かつて、人々がまだ幼い子供だった頃、母親の否定的な一面を見てしまったとき、母親のことを恐ろしい魔女のように感じることがあったのかもしれません。
幼い子供にとっての母親とは、お菓子の家のような甘く満ち足りた世界を与えてくれる存在でもあるのですが、納屋に閉じ込めて喰おうとしてくる恐ろしい存在でもあるのです。
そして、この悪い魔女(母親像の否定的な一面)によって強いられた苦行は一ヶ月ほど続きます。しかしグレーテルは、自分の力でその魔女をパン焼き釜に放り込み、やっつけることになります。
いままでは、兄のヘンゼルによって様々なピンチを逃れてきましたが、妹のグレーテルは泣いてばかりいて、ただお兄ちゃんの言うことを聞いてきただけだったのです。
しかし、最後にこの大ピンチに立ち向かったのはグレーテルなのです。
このことから、子供の自我形態の飛躍的な成長を感じとることができます。
泣いてばかりいて、いままで何もできなかった子供の女性的な一面(グレーテル)が、自分の意志で行動を起こし、魔女をやっつけて、納屋に閉じ込められていた兄(男性的な要素)を救ったのですから。
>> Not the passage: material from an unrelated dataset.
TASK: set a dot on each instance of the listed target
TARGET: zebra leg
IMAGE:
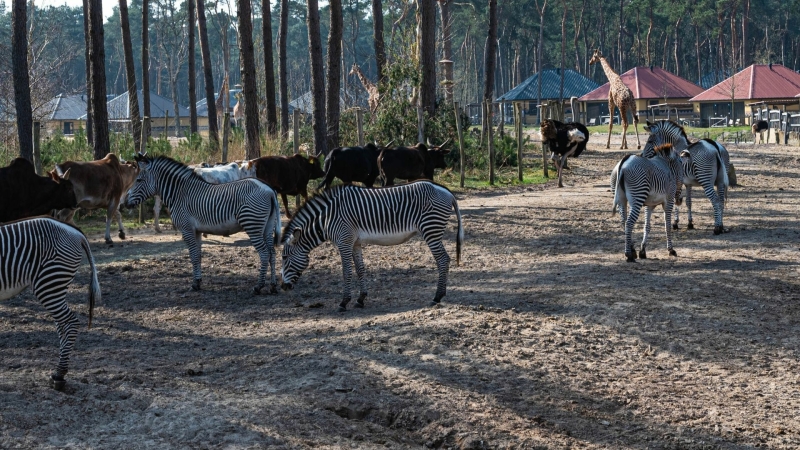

そしてその一ヶ月にも及ぶ長い苦しみによって得たものは、たくさんの真珠や宝石でした。これはそのまま解釈することができます。
子供はなにか大きな苦しみや、大きなピンチを自分の力で乗り越えて精神的に何かを身につけるということは、何物にも変えがたい宝物を手に入れたようなものなのです。
そぅしてたくさんの真珠や宝石を手に入れた2人は、あの恐ろしい魔女の家から逃げ出し、森を抜けだそうとします。
しかしそこには、大きな川が2人の前に立ちはだかります。
この川は、恐ろしくて薄暗い無意識の世界と光に満ちた意識の世界を仕切る、境界線の象徴ということができます。
深い森という薄暗い無意識の世界から明るい意識の向こう側に戻るためには、この大きな川を渡らなければなりません。
そこでまた、カモという鳥が現れます。
思い返せば、道しるべのパン屑をついばんで帰り道を分からなくさせたのも鳥でした。鳥のせいで深い森に迷い込んだのです。森中を歩きまわり、疲れ果てたときに、お菓子の家に誘い込んだのも鳥でした。そして明るい意識の世界に戻ろうとしているときに、その橋渡しとして現れたのも、やはりカモという鳥なのです。
この物語の大きな節目には、いつも『鳥』が現れているのです。
ユング博士は、鳥は人間の精神性や、魂そのものを表すことをよく指摘しています。
しつこいようですが、鳥は、色々な世界を自由に飛びまわれることから、人間の精神全体の調和をはかる魂の象徴にピッタリなのです。
そぅしてカモに助けられ、大きな川を渡り、森という恐ろしい無意識の世界から抜け出し、我が家という正常で明るい意識の世界に戻ってきたヘンゼルとグレーテルは、きこりがいる前で真珠や宝石を撒き散らします。
そして苦労という苦労はせずに、一家は楽しく暮らせるようになります。
このことは、子供の弱かった自我体系が母親の依存心から開放されて、自由に楽に生きられるようになったことを示しています。
このときにはもぅ、グレードマザーからの元型的な呪縛から開放され、精神的に母親から自立したことを示しています。
つまり、このお話は、無意識に退行してグレードマザーと対決し、数々の苦難を乗り越えたことによって母親への依存心を断ち切り、自立することに成功したという子供の精神過程を表した物語ということができるのです。
この「ヘンゼルとグレーテル」というお話は、人種や時代に関係なく、すべての人類が乗り越えなければいけない内的な体験をみごとに表現しているようです。
【シンボル】
ある大きな森= 薄暗く、なにが潜んでいるか分からないということから、無意識の世界を表している。
おかみさん= 現実的な母親の、否定的な影のイメージ。
美しい白い小鳥= あっちの世界やこっちの世界を行ったり来たり自由に飛び回るということから、
意識と無意識を繋ぐ直感的な働き、あるいは魂そのもの。
お菓子の家= 退行的な甘えの願望。そこにはいつも死の危険が潜んでいる。
お婆さん(魔女)= グレートマザーの元型。
かにの甲羅= 乾いたコンプレックス。
大きな川= 意識と無意識の二つの世界を仕切るもの。その境界線のシンボル。